Turkey has been threatenin­g to launch a new military operation against the main Syrian Kurdish militia, known as the People’s Defence Units, or YPG, in the Kurdish-held Afrin enclave in northern Syria. The YPG is the backbone of a Syrian force that drove the Islamic State from much of northern and eastern Syria with the help of U.S.-led airstrikes.

“The United States has admitted that it has created a terrorist force along our country’s border. Our duty is to drown this army of terror before it is born,” Erdogan said in a speech in Ankara.

The U.S.-led coalition declined to comment.

“Turkey is a valued member of a 74-member Coalition and a NATO partner, sharing our mission to ensure the lasting defeat of (IS) in Iraq and Syria. It would be inappropri­ate for us to comment on Mr. Erdogan’s remarks,” the coalition said.
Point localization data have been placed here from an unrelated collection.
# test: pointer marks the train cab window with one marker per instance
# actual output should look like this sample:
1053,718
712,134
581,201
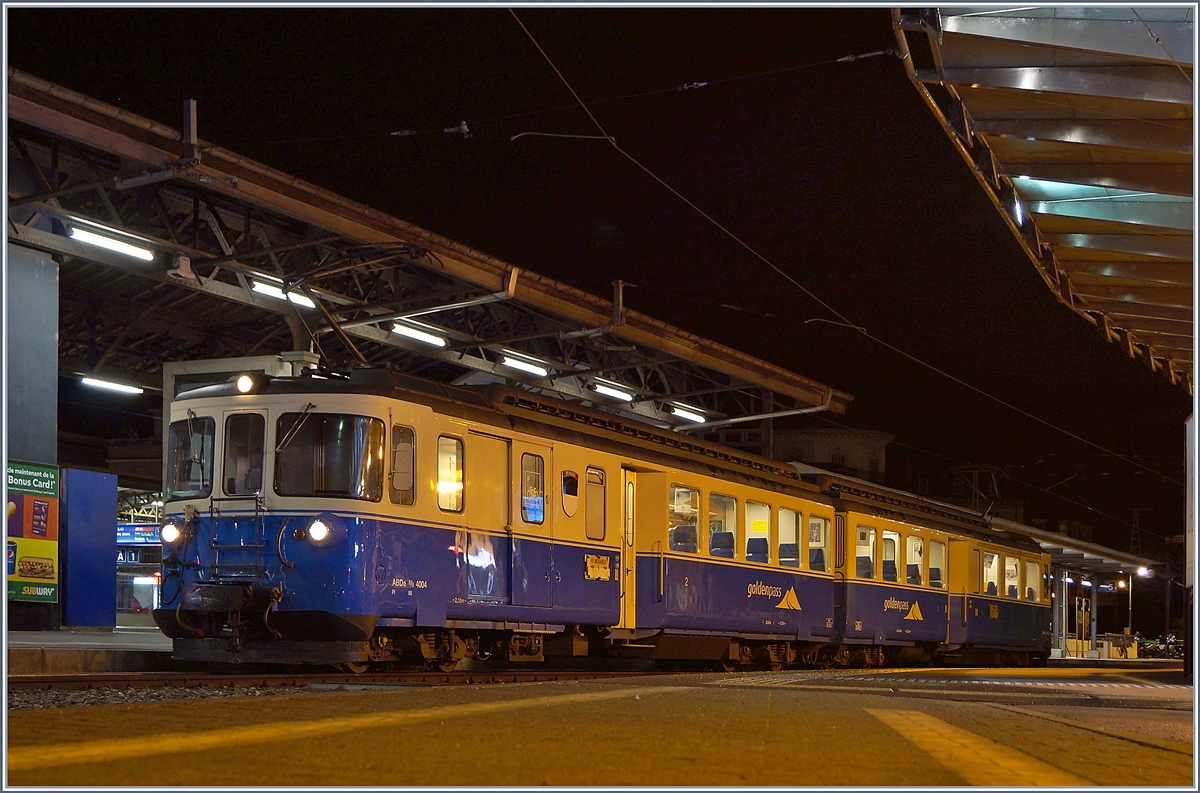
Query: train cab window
915,560
790,538
594,504
190,458
936,564
757,532
891,542
402,485
819,542
1012,577
990,574
570,493
329,455
864,552
533,488
1031,581
683,515
450,474
243,468
723,526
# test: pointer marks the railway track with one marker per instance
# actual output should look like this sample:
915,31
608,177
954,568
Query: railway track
277,679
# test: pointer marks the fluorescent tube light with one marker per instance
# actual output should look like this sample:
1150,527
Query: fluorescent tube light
419,335
111,386
275,292
616,394
525,366
84,235
687,415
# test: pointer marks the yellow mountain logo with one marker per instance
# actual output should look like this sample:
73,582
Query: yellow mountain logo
790,600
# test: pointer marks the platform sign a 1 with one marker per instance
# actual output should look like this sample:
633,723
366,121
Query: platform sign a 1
33,541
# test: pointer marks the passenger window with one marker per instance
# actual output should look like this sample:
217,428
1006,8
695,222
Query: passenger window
402,486
789,538
594,504
533,488
936,564
819,542
450,474
683,514
723,526
570,493
915,560
1031,581
244,454
891,542
757,532
864,552
990,574
1012,577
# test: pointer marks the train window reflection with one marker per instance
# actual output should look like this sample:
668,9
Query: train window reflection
864,552
190,458
790,538
915,560
533,488
891,542
243,468
723,526
330,455
594,505
936,564
402,486
450,474
683,514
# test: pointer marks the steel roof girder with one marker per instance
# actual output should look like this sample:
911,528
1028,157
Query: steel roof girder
1134,83
1121,38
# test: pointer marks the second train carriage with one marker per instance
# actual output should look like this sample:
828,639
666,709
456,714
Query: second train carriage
369,520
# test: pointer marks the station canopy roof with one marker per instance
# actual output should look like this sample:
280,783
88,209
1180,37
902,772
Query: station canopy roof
1078,122
82,172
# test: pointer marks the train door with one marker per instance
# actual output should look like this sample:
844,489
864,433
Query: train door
533,535
489,516
628,552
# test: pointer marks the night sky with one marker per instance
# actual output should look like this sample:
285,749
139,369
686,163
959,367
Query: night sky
835,172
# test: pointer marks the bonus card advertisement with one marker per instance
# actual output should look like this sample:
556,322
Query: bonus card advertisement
33,541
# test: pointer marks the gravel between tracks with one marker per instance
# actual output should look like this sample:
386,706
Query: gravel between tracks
24,700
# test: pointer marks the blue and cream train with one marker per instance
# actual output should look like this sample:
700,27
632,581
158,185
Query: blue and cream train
385,518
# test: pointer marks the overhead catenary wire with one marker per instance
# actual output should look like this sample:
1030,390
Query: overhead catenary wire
808,292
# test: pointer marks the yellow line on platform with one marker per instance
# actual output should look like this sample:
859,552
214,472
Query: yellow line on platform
96,751
977,760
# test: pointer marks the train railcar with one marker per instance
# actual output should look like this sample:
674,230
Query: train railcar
387,518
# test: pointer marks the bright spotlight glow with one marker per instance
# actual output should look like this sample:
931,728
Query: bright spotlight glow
108,242
525,366
318,530
419,335
616,394
275,292
685,414
112,386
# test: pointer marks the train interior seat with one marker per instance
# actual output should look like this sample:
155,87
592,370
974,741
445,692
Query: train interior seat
721,545
683,538
757,550
913,572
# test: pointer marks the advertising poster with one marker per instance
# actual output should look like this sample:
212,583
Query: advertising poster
33,532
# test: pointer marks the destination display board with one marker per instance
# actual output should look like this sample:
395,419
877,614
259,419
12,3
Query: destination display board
33,546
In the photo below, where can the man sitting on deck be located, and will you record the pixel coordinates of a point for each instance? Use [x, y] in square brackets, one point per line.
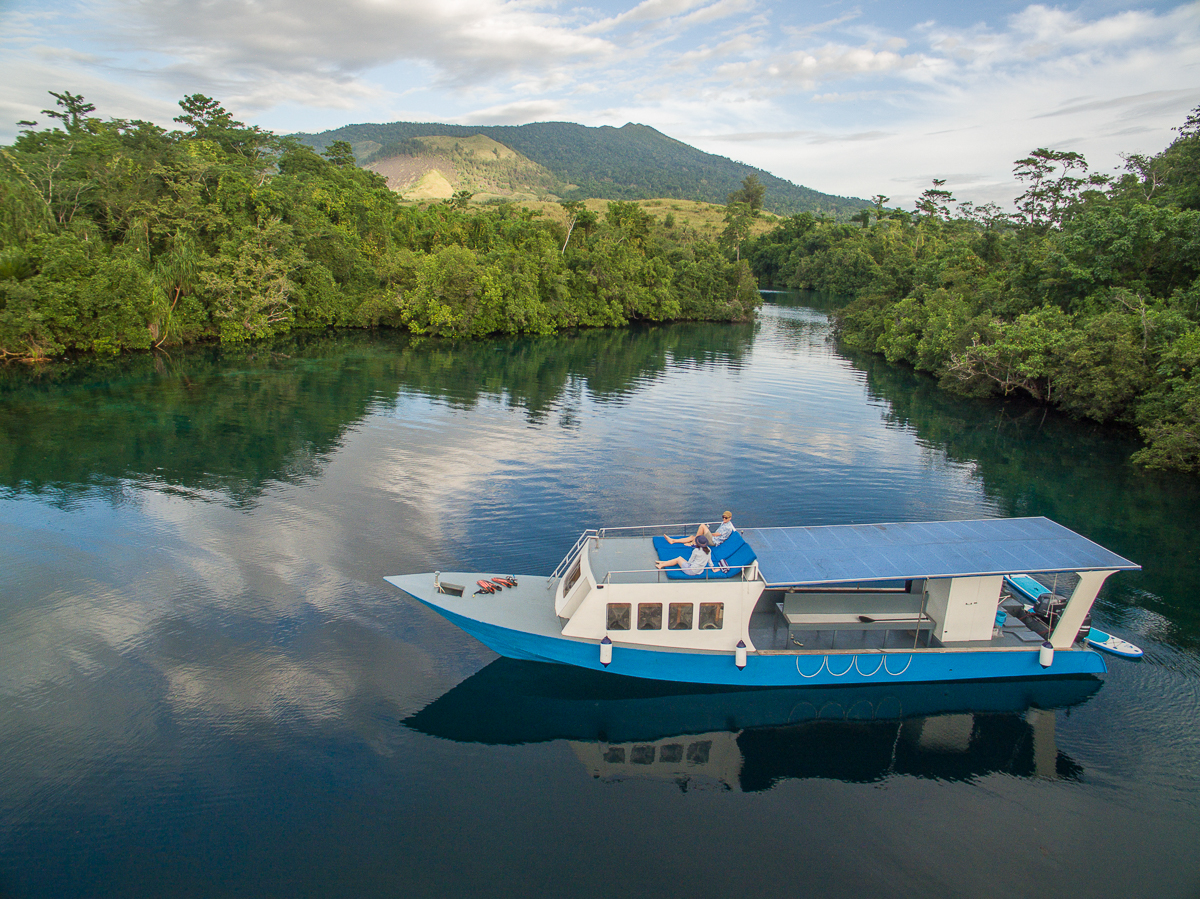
[714, 538]
[694, 564]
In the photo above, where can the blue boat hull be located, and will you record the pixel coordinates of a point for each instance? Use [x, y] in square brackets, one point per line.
[781, 669]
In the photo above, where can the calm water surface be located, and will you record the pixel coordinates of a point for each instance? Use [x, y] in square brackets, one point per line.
[207, 689]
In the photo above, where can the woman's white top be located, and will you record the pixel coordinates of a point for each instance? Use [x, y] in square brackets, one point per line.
[696, 563]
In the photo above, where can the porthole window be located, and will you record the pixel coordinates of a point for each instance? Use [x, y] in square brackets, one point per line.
[649, 616]
[618, 616]
[641, 755]
[712, 616]
[679, 616]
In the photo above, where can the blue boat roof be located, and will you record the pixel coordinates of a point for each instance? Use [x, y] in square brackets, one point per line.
[849, 553]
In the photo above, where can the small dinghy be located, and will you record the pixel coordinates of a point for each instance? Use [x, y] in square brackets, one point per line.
[1110, 643]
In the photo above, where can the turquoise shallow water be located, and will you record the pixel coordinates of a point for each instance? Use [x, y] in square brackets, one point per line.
[207, 689]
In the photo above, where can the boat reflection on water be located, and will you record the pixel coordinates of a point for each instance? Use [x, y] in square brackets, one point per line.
[749, 739]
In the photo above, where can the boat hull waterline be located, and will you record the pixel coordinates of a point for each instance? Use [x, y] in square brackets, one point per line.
[789, 606]
[771, 669]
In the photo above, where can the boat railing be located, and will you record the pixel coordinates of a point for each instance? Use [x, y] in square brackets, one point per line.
[573, 553]
[744, 571]
[652, 529]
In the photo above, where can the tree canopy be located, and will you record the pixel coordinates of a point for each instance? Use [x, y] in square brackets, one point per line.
[119, 235]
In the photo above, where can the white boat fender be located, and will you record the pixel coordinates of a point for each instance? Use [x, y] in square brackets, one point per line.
[1045, 654]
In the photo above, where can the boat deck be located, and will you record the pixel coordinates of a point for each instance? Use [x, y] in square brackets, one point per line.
[772, 631]
[628, 559]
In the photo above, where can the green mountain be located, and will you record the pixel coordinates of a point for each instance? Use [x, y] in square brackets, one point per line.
[630, 162]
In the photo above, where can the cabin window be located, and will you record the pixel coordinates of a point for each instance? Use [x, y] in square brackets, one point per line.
[649, 616]
[641, 755]
[712, 616]
[679, 616]
[618, 616]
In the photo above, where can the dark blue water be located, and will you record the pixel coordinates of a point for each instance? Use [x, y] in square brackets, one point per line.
[207, 689]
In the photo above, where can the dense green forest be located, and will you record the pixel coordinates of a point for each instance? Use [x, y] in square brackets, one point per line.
[1086, 299]
[123, 235]
[630, 162]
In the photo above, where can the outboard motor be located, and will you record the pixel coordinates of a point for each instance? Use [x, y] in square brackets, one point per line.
[1049, 609]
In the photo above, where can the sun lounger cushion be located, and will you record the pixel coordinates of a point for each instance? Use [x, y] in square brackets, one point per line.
[736, 551]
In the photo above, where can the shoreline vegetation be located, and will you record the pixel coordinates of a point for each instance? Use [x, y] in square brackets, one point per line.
[1087, 299]
[120, 235]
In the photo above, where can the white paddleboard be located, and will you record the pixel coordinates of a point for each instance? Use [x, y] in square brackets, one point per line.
[1110, 643]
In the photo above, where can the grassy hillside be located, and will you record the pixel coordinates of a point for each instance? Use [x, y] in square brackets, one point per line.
[630, 162]
[436, 167]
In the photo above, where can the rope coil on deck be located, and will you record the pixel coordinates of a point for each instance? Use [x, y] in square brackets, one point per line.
[853, 664]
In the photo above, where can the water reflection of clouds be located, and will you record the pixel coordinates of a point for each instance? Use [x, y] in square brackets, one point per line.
[273, 613]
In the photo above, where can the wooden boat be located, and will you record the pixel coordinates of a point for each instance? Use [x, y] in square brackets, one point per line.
[895, 603]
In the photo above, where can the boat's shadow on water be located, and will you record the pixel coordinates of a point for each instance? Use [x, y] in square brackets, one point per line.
[749, 739]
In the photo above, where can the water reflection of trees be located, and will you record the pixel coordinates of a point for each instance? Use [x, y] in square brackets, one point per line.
[751, 739]
[232, 419]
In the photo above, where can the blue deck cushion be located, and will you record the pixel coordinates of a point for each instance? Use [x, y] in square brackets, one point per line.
[736, 551]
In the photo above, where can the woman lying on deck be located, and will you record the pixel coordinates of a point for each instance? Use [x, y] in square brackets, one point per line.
[694, 564]
[715, 538]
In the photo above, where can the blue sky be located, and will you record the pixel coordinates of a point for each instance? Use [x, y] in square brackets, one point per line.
[846, 97]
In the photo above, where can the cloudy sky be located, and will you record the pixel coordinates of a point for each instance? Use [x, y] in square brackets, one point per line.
[847, 97]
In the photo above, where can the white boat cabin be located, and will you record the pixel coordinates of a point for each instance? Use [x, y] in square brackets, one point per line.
[941, 581]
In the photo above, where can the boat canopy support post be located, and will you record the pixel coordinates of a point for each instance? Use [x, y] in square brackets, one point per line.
[1078, 607]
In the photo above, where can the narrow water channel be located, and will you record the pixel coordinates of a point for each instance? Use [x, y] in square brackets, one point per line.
[207, 689]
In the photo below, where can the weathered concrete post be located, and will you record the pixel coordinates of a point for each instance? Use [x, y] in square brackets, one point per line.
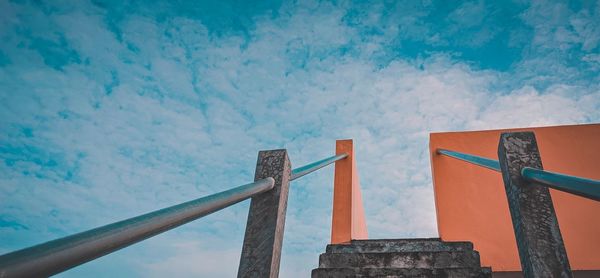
[261, 251]
[541, 248]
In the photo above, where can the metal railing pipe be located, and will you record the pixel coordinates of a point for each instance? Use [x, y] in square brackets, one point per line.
[473, 159]
[55, 256]
[575, 185]
[583, 187]
[309, 168]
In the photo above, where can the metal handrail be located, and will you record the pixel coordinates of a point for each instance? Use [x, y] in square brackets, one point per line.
[58, 255]
[583, 187]
[473, 159]
[587, 188]
[309, 168]
[55, 256]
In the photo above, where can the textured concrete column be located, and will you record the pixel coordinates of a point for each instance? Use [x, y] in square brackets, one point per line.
[541, 248]
[261, 251]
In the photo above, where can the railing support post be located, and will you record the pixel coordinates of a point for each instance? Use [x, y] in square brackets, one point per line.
[261, 252]
[541, 248]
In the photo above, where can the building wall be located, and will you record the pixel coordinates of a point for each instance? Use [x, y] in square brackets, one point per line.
[471, 202]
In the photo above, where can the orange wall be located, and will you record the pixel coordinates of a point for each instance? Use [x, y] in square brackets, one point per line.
[348, 215]
[471, 202]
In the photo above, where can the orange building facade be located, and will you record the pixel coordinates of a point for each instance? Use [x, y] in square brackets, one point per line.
[471, 203]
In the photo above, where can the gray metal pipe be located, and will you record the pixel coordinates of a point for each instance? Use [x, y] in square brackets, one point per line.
[587, 188]
[309, 168]
[583, 187]
[58, 255]
[473, 159]
[55, 256]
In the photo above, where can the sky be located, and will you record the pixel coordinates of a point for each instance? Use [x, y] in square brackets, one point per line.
[110, 109]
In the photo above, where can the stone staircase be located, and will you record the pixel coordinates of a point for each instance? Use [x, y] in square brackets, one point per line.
[428, 257]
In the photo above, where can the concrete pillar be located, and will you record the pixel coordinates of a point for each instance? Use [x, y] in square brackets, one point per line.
[541, 248]
[261, 252]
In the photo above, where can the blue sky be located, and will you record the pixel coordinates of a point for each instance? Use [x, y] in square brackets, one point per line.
[111, 109]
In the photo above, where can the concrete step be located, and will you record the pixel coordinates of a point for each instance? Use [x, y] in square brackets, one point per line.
[438, 259]
[399, 245]
[402, 272]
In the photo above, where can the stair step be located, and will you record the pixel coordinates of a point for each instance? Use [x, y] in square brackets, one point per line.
[401, 272]
[438, 259]
[399, 245]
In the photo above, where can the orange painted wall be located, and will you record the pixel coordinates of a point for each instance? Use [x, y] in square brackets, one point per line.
[471, 202]
[348, 217]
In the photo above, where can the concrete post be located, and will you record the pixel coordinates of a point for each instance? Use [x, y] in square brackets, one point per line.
[541, 248]
[261, 252]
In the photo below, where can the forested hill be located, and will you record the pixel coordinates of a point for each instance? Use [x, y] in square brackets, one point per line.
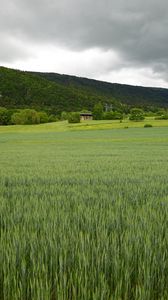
[56, 93]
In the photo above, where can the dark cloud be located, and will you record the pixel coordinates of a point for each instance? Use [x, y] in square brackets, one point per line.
[135, 29]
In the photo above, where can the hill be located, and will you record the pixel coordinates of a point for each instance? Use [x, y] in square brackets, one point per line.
[55, 93]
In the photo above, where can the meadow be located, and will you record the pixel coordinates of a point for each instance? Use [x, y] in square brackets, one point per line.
[83, 213]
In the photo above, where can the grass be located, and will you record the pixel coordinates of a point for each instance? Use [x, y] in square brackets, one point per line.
[84, 125]
[83, 214]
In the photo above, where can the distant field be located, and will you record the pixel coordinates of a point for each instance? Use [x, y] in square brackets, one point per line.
[84, 214]
[90, 125]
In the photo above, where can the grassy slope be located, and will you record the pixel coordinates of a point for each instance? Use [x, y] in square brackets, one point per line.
[83, 214]
[85, 125]
[56, 93]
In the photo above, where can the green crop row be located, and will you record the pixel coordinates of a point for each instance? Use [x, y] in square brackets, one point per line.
[84, 215]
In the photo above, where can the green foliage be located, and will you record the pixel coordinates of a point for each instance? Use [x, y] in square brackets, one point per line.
[64, 116]
[112, 115]
[137, 114]
[98, 111]
[83, 215]
[162, 117]
[74, 117]
[55, 93]
[26, 116]
[148, 125]
[5, 116]
[43, 117]
[52, 118]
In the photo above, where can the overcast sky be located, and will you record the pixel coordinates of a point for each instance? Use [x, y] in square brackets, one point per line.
[123, 41]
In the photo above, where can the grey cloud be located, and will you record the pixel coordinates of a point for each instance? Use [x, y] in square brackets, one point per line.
[136, 29]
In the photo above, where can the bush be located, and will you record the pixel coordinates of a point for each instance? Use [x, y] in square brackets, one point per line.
[137, 114]
[64, 116]
[74, 117]
[26, 117]
[43, 117]
[110, 115]
[98, 111]
[5, 116]
[148, 125]
[163, 117]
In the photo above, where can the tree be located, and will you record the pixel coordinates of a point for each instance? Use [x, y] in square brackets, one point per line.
[74, 117]
[137, 114]
[43, 117]
[25, 117]
[110, 115]
[98, 111]
[5, 116]
[64, 116]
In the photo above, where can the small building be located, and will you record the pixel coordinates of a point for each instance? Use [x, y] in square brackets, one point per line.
[86, 116]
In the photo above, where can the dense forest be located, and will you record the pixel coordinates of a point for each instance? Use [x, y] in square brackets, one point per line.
[55, 93]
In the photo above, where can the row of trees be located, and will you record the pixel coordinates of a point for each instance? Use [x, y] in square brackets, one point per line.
[31, 116]
[24, 116]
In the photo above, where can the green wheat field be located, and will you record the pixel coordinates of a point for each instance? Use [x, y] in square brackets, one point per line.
[83, 213]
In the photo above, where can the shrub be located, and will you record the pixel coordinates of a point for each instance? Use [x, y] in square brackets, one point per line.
[64, 116]
[52, 118]
[26, 117]
[74, 117]
[148, 125]
[98, 111]
[112, 115]
[137, 114]
[43, 117]
[5, 116]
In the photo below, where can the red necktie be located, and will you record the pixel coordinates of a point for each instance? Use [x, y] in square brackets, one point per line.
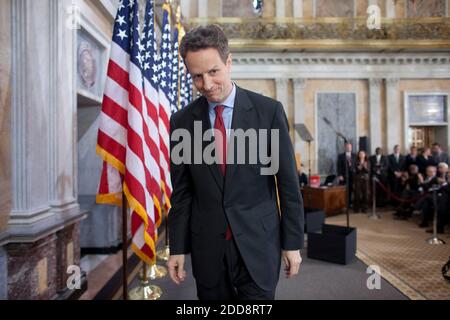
[221, 148]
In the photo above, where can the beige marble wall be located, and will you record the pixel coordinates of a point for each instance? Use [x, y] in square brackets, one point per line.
[360, 87]
[214, 8]
[5, 113]
[265, 86]
[308, 8]
[289, 8]
[425, 85]
[425, 8]
[334, 8]
[361, 7]
[237, 8]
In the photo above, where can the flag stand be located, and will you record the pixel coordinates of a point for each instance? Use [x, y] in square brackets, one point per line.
[145, 291]
[124, 247]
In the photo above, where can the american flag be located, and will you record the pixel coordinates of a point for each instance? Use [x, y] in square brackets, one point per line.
[126, 129]
[165, 103]
[175, 70]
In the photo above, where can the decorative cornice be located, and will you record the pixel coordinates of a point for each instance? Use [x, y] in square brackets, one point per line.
[392, 82]
[299, 83]
[281, 82]
[326, 29]
[375, 82]
[342, 59]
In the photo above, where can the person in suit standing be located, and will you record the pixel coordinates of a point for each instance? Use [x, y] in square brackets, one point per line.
[439, 156]
[362, 174]
[396, 164]
[379, 169]
[225, 214]
[346, 161]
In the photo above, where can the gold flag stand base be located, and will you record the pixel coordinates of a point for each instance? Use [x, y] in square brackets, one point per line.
[154, 272]
[146, 291]
[164, 254]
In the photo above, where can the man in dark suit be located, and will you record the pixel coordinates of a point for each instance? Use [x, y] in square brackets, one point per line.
[346, 164]
[396, 164]
[225, 214]
[379, 169]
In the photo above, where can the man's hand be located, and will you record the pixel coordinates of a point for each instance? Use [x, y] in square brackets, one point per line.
[176, 268]
[292, 261]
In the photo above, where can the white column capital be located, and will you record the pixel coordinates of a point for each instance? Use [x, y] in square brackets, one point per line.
[375, 82]
[392, 82]
[299, 83]
[280, 8]
[281, 82]
[202, 8]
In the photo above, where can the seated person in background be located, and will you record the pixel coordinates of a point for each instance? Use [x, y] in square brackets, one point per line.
[426, 205]
[425, 160]
[443, 197]
[346, 164]
[361, 183]
[411, 158]
[439, 155]
[379, 169]
[302, 177]
[411, 182]
[396, 163]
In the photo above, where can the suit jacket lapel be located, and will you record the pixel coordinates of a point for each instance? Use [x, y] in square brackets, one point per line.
[242, 106]
[201, 114]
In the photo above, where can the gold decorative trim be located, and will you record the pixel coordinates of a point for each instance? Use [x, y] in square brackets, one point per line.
[335, 44]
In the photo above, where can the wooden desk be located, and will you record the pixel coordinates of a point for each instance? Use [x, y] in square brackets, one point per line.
[331, 199]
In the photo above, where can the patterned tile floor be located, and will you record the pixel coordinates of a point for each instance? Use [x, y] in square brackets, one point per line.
[399, 248]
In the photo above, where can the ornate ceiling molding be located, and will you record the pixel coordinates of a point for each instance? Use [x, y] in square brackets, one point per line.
[332, 33]
[341, 59]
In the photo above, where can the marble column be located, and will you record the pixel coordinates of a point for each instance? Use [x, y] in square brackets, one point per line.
[280, 8]
[297, 6]
[282, 93]
[5, 113]
[300, 146]
[202, 8]
[393, 114]
[30, 111]
[43, 143]
[3, 274]
[375, 116]
[62, 111]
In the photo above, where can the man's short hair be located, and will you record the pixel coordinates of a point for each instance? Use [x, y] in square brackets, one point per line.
[205, 37]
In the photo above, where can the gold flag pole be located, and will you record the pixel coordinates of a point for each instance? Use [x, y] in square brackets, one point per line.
[124, 247]
[164, 253]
The coalition said the new force, expected to reach 30,000 in the next several years, is a key element of its strategy in Syria to prevent the resurgence of the IS group in Syria.

The core of the force is to be made up of fighters from the existing Kurdish-led Syrian Democratic Forces, the coalition’s ally in the fight against IS. Some 230 cadets have already been recruited to the new border force, according to the coalition. The force is expected to be deployed along the borders of the SDF-held areas and Iraq and Turkey.

Turkey sent troops into Syria in 2016 to prevent Syrian Kurdish fighters from forming a contiguous entity along its border. It has also supported rival Syrian rebels and independen­tly fought to drive IS from parts of Syria.

Tensions with Washington have repeatedly erupted over its support of the SDF, prompting U.S. troops to deploy in northeast Syria to prevent clashes between the Kurdish forces and Turkeyback­ed fighters.

In recent days, Turkey said it would soon launch a new operation in Afrin and sent reinforcem­ents to the border. On Monday, Erdogan said preparatio­ns for the military assault on Afrin “are complete,” adding an operation could start any moment.